Wie beurteilen Sie das Risiko für Inflation und Zinsen, vor allem vor dem Hintergrund der militärischen Eskalation im Mittleren Osten?

Der Trend für die Inflation läuft sowohl in den USA als auch in der Eurozone in Richtung Entspannung, insofern hegen die Märkte die Erwartung, dass wir den Zinsgipfel erreicht haben oder ihm doch sehr nahe sind. Dennoch hat der Chef der US Notenbank, Powell, zuletzt betont, dass Hoffnungen auf eine baldige Zinssenkung überzogen sind, er hält die aktuelle Geldpolitik durchaus für angemessen. Der Konflikt im Nahen Osten sollte, wenn er sich nicht ausweitet, das Basisszenario nicht bedrohen. Im Fall einer Eskalation (die natürlich vor allem humanitär eine Katastrophe wäre) würde er Ölpreis wohl deutlich über 100 $ steigen, damit entsteht neuer Druck auf die Inflation (s. Frage 2). Einige Analysten sind auch der Meinung, der Markt würde die Auswirkungen der steigenden Rüstungsausgaben auf die Inflation unterschätzen.

Der Ölpreis hat zuletzt wieder deutlich angezogen, auch hier spielte der Angriff der Hamas eine Rolle. Was heißt das für den privaten Konsum und für die Fluglinien?

Die Anstiege im Ölpreis im Zuge des Gewaltausbruchs im Mittleren Osten sind zwar markant, dennoch bleibt die Preisspanne noch relativ deutlich unter 100 $. Bei einer Konfliktausweitung wäre natürlich von noch massiveren Anstiegen auszugehen, insofern bleibt die Marktlage diesbezüglich weiter angespannt. Der private Konsum, vor allem in der Auto-Nation USA, hängt sehr wohl stark mit dem Ölpreis zusammen. Speziell die unteren Einkommensschichten haben wenig Reserven und müssten ihren Konsum einschränken, wenn Tanken wieder deutlich teurer wird. Die Fluglinien sind hier auch betroffen. Sie hedgen ihre Kerosinkosten zwar ab, aber das geht niemals zur Gänze. Außerdem leiden einige Anbieter unter den gestrichenen Flügen nach Israel.

Der Markt für Gewerbeimmobilien leidet massiv unter den steigenden Zinsen … können Sie hier etwas spezifisch zur Situation bei Hotels im Vergleich zu Büro und Handel sagen?

Die halbjährliche Umfrage der US Notenbank ergab, dass die Sorgen der Marktteilnehmer einerseits auf die anhaltend hohen Zinsen gerichtet sind („higher for longer“), dass gleich danach aber die möglichen Ausfälle bei Gewerbeimmobilien kommen.
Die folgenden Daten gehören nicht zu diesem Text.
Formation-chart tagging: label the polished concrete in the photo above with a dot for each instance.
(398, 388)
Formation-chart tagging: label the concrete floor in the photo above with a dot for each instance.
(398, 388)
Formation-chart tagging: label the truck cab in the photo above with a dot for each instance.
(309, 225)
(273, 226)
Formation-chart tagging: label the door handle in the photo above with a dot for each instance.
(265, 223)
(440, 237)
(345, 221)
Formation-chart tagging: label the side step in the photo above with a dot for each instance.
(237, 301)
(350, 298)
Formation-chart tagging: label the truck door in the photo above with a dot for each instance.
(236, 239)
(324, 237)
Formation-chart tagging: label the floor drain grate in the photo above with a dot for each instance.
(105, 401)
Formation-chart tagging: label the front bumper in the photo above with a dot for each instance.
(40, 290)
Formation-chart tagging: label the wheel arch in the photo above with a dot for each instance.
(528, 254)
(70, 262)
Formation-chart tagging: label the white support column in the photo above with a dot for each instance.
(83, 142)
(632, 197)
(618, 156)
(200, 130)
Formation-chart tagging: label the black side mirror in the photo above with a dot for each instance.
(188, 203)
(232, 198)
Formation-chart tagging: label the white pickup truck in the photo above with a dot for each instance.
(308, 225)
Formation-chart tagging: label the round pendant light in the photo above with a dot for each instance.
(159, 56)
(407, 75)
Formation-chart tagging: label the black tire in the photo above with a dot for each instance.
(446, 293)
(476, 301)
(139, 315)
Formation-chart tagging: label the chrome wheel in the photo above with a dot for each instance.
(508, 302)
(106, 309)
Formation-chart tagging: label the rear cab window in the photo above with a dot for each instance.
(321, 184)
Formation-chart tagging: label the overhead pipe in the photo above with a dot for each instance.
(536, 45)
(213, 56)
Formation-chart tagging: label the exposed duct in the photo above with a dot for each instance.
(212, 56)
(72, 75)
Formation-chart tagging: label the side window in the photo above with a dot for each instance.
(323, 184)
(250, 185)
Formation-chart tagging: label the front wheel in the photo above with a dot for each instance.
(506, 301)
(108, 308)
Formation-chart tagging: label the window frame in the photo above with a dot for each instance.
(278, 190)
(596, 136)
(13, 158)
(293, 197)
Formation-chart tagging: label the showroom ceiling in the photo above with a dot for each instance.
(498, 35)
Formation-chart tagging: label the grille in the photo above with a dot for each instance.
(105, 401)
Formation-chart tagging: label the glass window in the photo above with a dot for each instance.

Die Analysefirma CoStar führt aus, dass sich die Renditen im Europäischen Hotel-Segment widerstandsfähiger gegen den Inflationsdruck gezeigt haben als andere Teilbereiche, wie Büros oder Einzelhandel. Im Top-Segment gebe der Ausblick durchaus Anlass zu Optimismus, außerdem sollte die weitere Entspannung bei der Inflation für Rückenwind sorgen. Ergänzend sei hier gesagt, dass die EZB im Euroraum für heuer eine Inflationsrate von 5,6% erwartet, 2024 sollte diese dann bei 3,2% zu liegen kommen. Die Durchschnittsrate 2022 belief sich auf 8,4%, somit ergibt sich in zwei Jahren mehr als eine Halbierung.